The purchase accounting for the Acquisition is preliminary and subject to completion upon obtaining additional information, including (1) the identification and valuation of assets acquired and liabilities assumed, including intangible assets and related goodwill, (2) the finalization of the opening balance sheet, including deferred revenue, and (3) the related tax impacts of the Acquisition. The Company has preliminarily valued the acquired assets and liabilities based on their estimated fair value. These estimates are subject to change as additional information becomes available. The preliminary fair values are based on the best estimates of the Company. Any adjustments to the preliminary fair values will be made as such information becomes available.

 

2. Pro Forma Adjustments

 

The unaudited pro forma condensed combined financial statements give effect to the transactions as if it had occurred on December 31, 2016 for the purposes of the unaudited pro forma condensed combined balance sheet and on January 1, 2016 for the purposes of the unaudited pro forma condensed combined statements of operations. The unaudited pro forma condensed combined statements of operations do not include any material non-recurring charges that will arise as a result of the Acquisition and the new Credit Facility.

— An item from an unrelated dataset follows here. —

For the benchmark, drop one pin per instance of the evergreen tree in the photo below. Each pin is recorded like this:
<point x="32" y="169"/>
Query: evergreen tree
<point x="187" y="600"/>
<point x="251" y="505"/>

Adjustments in the unaudited pro forma condensed combined financial statements are as follows:

 

aThe adjustment represents the cash used for the acquisition. The total cash usage is comprised of the following:

 

  Cash purchase price  $9,459,000 
  Working Capital Adjustment   1,381,993 
     $10,840,993 

 

  b To record estimated fair value adjustment to inventory that was assumed by the Company in the acquisition.
     
  c To record the preliminary estimate of net adjustment to goodwill consisting of (i) the reversal of CommAgility’s historical goodwill totaling $542,463 and (ii) to record goodwill totaling $8,175,960 for the excess of the purchase price over the fair value of the tangible and intangible assets acquired and liabilities assumed.
     
  d To record preliminary identifiable intangible assets.
     
  e To record debt issuance costs related to the Credit Facility.
     
  f To record outstanding revolver balance of $1,311,000 comprised of $1,098,500 borrowed in connection with the purchase price and $212,500 borrowed to pay debt issuance costs.
     
  g To record the short term principal amount due on the term loan under the Credit Facility.
     
  h To record the short term portion of the deferred purchase price of $943,125.
     
  i To record estimated fair value adjustment related to deferred revenue assumed in the acquisition.
     
  j To record the long term portion of deferred purchase price of $314,375 and contingent consideration of $2,859,488.
     
  k To record deferred tax liability related to identifiable intangible assets.
     
  l To record the long term principal amount due on the term loan under the Credit Facility.
     
  m To eliminate the historical common stock of CommAgility of $16 and record the par value of 34,878 shares issued to fund the acquisition.
     
  n To record the fair value of common stock issued in connection with acquisition over the par value of shares issued.
     
  o To eliminate the historical retained earnings and accumulated other comprehensive income of CommAgility.
     
  p To reclassify CommAgility operating expenses in accordance with the Company’s accounting policies.
 
  q. To record intangible asset amortization of $1,778,571 offset by reduction of G&A of $790,000 related to non recurring merger and acquisition costs related to the CommAgility acquisition and $3,940,039 in reclassification entries to align CommAgility reporting to the Company’s policies
     
  r To record interest expense on the Credit Facility.
     
  s. To record tax benefit on the pro forma adjustments at an estimated tax rate of 17%.